La virtualizzazione dei sistemi operativi – Capitolo 2.2

ESX Server virtualizza CPU, memoria, dischi e rete. Di seguito si descrivono i metodi di virtualizzazione di ciascuna risorsa.

2.2.1 Virtualizzazione della CPU

Il virtual machine monitor (vmm) presenta a ciascuna macchina virtuale la propria CPU, o il proprio set di CPU, che da ora in avanti chiameremo CPU virtuale per distinguerla dalla CPU fisica dell’host. La CPU virtuale è una vera e propria CPU, dotata di registri e control set che riproduce la CPU fisica presente sull’host.

Per capire il funzionamento del vmm può essere utile riprendere alcuni concetti di come opera l’architettura IA32.
Nella IA32 esiste un meccanismo di protezione che prevede quattro livelli di privilegio. Questi livelli vengono denominati ring e sono numerati da 0 a 3.

I protection ring dell’architettura IA32

Fig. 2.2: I protection ring dell’architettura IA32

La classificazione riportata nella figura 2.2 risponde alle richieste architetturali di Intel. Tuttavia nella pratica i componenti del sistema operativo, compresi servizi e device driver, sono eseguiti nel ring 0 e le applicazioni nel ring 3.
I ring 1 e 2 generalmente non sono utilizzati. Mi risulta che gli unici sistemi operativi che facevano uso dei ring 1 e 2 fossero OS/2 e Novell.

Nell’ambiente virtualizzato con VMware ESX il ring 0 è riservato al vmkernel dato che alcune istruzioni privilegiate possono essere invocate solo dal suo interno, mentre il sistema operativo guest è spostato su ring 1, tecnica denominata De-privileging.

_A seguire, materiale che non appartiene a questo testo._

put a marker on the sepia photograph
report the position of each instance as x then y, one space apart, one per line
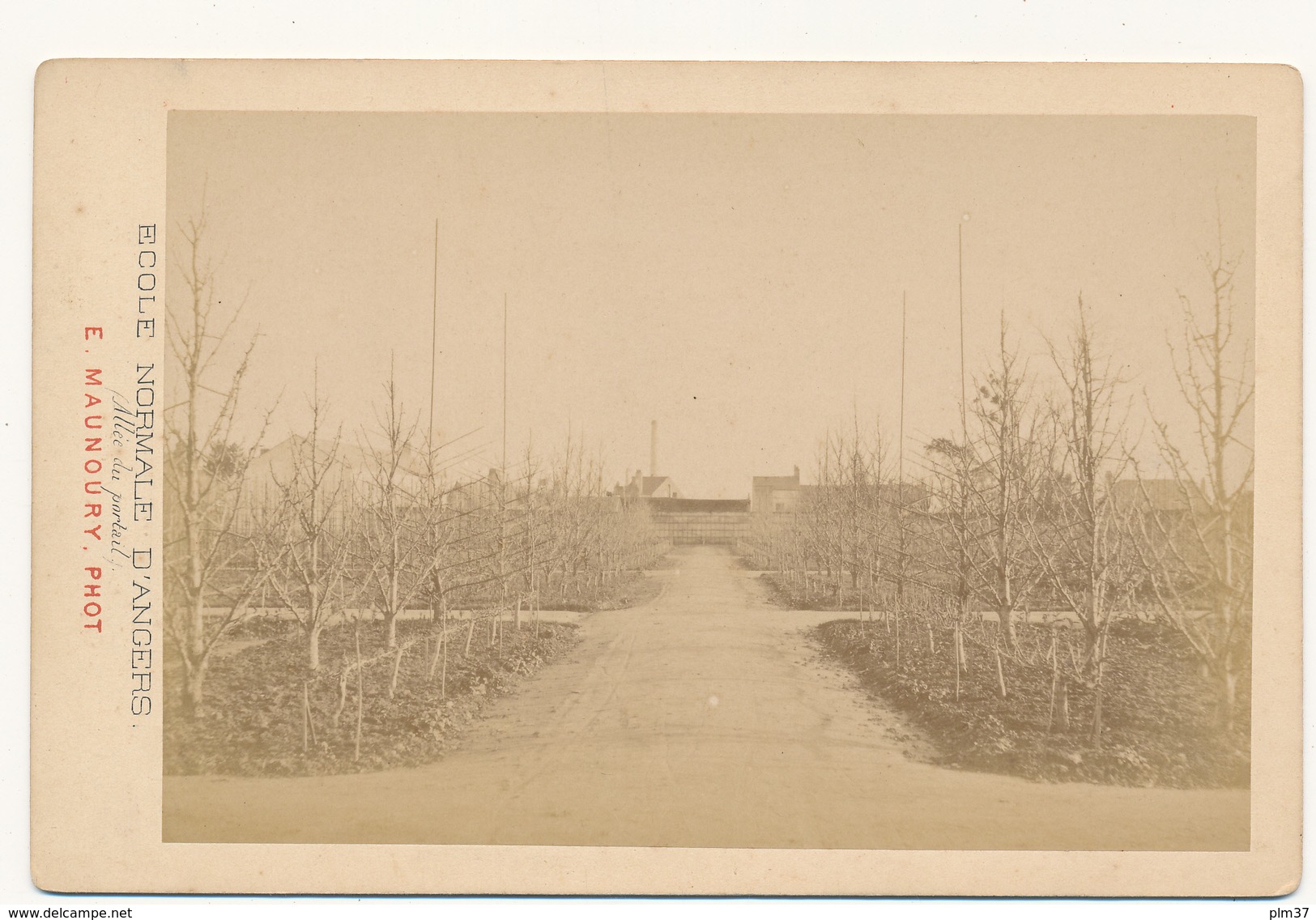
707 479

Se la macchina virtuale tenta di eseguire un’istruzione privilegiata, viene invocata una trap e viene presa in carico dal vmm che la gestisce nel modo opportuno. Tuttavia l’approccio di gestione della trap non è sufficiente a risolvere tutti i casi, dato che nell’architettura IA32 ci sono delle istruzioni che possono essere lanciate da ring meno privilegiati che accedono direttamente ai registri della CPU senza sollevare trap. Queste istruzioni “pericolose” generano un grosso overhead di elaborazione per il vmm che utilizza una tecnica di traduzione chiamata binary translation. Essa consiste nel sostituire l’istruzione invocata dal sistema operativa guest con un’altra semanticamente equivalente.

In contrasto, le istruzioni che non creano alcuna controindicazione e possono essere eseguite dal vmm direttamente sul processore fisico. Questa tecnica, detta direct execution , crea un overhead minimo garantendo performance della macchina virtuale quasi uguali sistema operativo installato sulla macchina fisica (native performance).

Fortunatamente nella maggioranza dei casi le istruzione non privilegiate e il codice applicativo vengono eseguite in modalità direct execution garantendo alla macchina virtuale ottime performance. (vedi Appendice)

È importante sottolineare che la tecnica del direct execution impone il limite di portabilità “a caldo” delle macchine virtuali tra host fisici che condividono lo stesso instruction set. È impossibile ad esempio garantire la migrazione di una macchina virtuale creata per una ambiente con processore Intel su un ambiente con processore AMD.